– Et la seconde fois ?

– Je n'ai jamais su mentir.

– Vous l'aviez trompée ?

– Même pas.

– Vous êtes un drôle de type, Stilman.

– Qui ne sait pas sourire.

– Vous l'aimez toujours ?

– Qu'est-ce que ça change ?

– Elle est en vie, ça change beaucoup de choses.

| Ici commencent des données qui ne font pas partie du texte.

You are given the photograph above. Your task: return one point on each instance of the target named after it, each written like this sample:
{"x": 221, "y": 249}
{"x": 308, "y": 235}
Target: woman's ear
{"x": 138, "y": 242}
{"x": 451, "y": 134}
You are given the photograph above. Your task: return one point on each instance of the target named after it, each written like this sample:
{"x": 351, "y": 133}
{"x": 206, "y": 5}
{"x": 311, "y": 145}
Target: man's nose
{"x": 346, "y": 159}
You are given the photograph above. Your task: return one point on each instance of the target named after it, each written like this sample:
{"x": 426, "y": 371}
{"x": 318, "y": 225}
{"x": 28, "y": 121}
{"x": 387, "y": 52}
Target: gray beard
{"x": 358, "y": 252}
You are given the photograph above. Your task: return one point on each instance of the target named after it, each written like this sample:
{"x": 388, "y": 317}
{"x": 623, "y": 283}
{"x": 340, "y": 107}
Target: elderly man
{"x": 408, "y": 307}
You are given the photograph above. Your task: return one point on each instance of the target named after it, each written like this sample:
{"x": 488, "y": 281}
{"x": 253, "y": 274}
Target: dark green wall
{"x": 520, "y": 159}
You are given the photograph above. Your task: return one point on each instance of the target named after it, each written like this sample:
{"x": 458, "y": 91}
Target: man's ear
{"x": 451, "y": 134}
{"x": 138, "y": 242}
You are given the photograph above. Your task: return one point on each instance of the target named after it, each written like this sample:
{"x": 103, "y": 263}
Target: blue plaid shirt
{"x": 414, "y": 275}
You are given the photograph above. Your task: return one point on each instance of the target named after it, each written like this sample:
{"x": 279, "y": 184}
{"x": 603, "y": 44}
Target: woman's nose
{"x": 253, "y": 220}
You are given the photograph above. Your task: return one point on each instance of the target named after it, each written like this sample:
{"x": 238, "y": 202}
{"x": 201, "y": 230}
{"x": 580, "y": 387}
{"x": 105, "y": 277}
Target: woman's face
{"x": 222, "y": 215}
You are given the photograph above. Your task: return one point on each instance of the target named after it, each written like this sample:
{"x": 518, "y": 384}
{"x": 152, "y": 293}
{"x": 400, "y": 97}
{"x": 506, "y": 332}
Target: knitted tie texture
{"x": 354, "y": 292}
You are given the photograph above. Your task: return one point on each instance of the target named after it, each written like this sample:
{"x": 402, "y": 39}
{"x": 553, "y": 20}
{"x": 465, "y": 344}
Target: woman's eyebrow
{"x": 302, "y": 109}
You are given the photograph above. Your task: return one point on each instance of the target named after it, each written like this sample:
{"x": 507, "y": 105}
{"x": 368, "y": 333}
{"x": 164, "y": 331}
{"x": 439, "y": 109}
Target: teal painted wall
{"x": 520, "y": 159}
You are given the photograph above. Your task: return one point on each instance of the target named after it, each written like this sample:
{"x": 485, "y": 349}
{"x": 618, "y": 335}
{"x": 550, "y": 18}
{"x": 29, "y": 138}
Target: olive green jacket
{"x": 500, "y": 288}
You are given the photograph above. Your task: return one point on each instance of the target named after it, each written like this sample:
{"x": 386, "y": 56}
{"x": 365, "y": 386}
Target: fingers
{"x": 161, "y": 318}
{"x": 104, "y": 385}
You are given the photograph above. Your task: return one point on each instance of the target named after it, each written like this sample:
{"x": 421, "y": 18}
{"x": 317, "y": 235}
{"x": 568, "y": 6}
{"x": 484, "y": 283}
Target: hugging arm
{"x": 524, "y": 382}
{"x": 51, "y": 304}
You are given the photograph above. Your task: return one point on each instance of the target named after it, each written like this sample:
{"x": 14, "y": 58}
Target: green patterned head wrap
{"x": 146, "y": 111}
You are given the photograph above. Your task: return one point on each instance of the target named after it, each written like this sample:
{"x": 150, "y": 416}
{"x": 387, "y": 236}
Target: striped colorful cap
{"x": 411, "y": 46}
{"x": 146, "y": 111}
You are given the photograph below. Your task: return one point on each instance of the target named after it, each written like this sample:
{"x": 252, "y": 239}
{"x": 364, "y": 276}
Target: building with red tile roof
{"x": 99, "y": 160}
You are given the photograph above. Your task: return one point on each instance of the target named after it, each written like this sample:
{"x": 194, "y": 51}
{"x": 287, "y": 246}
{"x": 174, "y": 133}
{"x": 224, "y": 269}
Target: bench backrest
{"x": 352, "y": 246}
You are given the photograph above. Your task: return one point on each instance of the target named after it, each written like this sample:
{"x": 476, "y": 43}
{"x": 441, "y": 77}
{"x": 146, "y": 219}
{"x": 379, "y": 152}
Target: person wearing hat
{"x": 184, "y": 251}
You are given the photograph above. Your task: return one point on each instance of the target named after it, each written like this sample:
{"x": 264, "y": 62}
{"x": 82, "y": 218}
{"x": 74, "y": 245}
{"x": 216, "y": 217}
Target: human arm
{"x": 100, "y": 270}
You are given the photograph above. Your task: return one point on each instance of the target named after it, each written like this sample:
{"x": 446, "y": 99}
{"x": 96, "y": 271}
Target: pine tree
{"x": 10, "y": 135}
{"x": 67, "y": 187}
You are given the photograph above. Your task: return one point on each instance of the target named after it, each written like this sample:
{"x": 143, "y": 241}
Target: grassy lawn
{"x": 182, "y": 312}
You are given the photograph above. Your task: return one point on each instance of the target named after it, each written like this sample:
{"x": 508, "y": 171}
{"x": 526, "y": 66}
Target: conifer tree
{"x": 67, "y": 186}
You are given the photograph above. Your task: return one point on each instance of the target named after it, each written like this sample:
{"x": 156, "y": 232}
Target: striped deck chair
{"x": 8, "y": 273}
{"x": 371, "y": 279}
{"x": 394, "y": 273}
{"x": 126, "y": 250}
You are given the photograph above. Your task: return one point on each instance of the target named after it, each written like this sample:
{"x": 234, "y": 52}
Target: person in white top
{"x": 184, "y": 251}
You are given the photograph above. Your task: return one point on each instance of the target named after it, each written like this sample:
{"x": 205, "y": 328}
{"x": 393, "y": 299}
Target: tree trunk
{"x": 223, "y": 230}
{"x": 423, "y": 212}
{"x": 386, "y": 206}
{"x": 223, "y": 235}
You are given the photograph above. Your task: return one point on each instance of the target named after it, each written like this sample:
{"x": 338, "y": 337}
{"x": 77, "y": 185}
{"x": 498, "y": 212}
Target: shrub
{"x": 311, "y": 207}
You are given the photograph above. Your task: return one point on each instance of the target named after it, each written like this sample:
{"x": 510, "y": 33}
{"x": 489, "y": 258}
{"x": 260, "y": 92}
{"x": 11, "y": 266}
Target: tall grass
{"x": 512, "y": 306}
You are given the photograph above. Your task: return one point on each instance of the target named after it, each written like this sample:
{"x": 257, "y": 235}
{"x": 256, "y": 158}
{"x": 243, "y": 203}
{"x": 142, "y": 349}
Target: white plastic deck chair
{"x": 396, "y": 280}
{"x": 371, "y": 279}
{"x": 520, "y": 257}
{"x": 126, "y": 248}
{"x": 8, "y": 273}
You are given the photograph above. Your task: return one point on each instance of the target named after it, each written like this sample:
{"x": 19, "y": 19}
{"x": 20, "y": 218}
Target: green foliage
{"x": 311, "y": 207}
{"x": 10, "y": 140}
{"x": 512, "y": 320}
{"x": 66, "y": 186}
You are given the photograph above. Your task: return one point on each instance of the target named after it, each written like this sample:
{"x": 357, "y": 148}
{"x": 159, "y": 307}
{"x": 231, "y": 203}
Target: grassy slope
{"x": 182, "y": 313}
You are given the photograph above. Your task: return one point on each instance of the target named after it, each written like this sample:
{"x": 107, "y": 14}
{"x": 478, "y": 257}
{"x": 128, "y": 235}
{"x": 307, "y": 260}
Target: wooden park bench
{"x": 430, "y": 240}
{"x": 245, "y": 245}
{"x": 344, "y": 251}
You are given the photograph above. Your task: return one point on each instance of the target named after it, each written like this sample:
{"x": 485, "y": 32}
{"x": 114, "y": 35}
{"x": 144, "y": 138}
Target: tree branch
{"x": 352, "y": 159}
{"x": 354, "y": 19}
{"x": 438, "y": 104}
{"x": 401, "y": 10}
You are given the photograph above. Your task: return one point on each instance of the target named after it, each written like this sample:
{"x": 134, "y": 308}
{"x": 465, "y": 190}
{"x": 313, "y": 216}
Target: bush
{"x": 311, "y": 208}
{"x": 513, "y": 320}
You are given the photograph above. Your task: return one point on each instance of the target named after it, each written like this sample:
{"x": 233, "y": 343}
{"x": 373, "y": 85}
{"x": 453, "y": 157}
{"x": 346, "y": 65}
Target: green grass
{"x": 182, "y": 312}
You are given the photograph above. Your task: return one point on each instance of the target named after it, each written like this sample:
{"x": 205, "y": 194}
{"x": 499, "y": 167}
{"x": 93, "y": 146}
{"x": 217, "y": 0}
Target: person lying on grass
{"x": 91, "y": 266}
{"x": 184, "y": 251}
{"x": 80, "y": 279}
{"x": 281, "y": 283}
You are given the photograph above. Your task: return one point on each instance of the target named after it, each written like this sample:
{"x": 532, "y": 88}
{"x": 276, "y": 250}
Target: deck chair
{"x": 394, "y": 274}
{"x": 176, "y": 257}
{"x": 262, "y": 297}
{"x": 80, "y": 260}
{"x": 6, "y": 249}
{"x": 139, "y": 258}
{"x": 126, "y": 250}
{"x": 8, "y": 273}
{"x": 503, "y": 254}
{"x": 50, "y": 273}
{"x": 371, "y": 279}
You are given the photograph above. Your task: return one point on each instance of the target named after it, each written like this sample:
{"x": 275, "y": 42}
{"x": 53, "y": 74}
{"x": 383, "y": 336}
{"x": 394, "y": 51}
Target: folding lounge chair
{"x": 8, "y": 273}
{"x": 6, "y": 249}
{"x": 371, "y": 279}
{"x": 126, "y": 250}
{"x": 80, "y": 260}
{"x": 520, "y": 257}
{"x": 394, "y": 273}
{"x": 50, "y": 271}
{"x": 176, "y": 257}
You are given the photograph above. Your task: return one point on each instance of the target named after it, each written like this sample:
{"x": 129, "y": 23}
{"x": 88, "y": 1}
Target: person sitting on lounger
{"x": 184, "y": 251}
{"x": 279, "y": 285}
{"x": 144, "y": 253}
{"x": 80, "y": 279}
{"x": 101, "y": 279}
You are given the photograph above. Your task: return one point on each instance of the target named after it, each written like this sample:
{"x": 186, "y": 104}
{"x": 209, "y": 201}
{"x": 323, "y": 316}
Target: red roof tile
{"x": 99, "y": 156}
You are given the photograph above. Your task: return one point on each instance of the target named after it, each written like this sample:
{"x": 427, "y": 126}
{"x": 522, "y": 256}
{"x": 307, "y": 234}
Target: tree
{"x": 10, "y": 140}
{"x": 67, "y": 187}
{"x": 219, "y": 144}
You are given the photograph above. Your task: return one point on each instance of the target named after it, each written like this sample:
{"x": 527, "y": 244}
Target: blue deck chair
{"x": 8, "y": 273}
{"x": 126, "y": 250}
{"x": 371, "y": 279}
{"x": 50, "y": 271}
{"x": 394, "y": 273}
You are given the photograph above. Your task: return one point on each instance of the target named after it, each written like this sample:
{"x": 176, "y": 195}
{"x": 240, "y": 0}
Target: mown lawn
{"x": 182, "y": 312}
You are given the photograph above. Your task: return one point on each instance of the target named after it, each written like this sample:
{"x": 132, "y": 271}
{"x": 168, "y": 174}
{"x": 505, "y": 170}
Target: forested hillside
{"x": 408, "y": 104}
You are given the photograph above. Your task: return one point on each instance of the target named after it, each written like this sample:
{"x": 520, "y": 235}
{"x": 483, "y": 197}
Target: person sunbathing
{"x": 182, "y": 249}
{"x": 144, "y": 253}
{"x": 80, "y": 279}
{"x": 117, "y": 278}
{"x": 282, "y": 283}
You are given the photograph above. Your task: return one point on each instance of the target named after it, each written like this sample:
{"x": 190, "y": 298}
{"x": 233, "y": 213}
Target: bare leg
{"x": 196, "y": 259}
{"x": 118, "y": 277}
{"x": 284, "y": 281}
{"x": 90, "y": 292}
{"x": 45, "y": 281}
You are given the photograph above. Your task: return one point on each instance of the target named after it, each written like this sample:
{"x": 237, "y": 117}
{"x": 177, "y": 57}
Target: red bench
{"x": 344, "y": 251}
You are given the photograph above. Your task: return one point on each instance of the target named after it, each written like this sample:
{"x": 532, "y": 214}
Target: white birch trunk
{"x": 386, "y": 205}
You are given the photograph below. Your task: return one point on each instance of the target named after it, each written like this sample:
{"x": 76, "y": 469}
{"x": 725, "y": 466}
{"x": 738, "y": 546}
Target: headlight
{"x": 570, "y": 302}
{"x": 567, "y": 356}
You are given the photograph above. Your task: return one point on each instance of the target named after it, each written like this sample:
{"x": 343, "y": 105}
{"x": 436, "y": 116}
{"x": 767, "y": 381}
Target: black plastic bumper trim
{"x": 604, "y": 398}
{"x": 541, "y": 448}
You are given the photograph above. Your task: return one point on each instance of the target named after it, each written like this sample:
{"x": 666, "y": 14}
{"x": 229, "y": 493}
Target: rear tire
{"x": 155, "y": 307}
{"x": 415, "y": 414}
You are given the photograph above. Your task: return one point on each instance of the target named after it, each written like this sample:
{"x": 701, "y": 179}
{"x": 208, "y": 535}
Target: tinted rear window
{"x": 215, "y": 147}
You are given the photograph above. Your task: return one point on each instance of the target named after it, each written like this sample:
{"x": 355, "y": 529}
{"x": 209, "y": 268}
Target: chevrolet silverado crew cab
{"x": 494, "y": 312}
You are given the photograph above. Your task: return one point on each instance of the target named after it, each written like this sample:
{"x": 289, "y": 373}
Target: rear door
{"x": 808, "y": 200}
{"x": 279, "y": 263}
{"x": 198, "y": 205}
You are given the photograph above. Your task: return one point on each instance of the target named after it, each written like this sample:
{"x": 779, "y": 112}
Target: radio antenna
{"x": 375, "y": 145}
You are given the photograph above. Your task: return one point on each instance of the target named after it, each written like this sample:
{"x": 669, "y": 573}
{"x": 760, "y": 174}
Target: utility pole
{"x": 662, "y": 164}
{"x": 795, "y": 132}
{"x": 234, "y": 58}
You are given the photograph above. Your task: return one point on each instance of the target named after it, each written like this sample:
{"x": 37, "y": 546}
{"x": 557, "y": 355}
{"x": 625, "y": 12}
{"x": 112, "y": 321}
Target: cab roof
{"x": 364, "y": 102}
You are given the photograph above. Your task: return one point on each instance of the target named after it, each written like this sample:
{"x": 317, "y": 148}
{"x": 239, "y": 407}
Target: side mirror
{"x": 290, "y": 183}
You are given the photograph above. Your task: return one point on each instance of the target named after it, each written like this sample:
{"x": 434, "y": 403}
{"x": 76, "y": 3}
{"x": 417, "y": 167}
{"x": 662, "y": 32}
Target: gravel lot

– Shamir vous aimait et vous l'aimiez. D'une certaine façon, vous êtes toujours ensemble. Moi, je suis seul.

Suzie se pencha sur la table et embrassa Andrew. Ce fut un baiser volé, mêlé de tristesse et de peur, un baiser d'abandon, pour l'un comme pour l'autre.

– On va le faire, ce casse ? dit-elle en lui caressant la joue.

Andrew prit la main de Suzie et arrêta son regard sur les doigts aux phalanges absentes. Il l'embrassa au creux de la paume.

– Oui, allons faire ce casse, dit-il en se levant.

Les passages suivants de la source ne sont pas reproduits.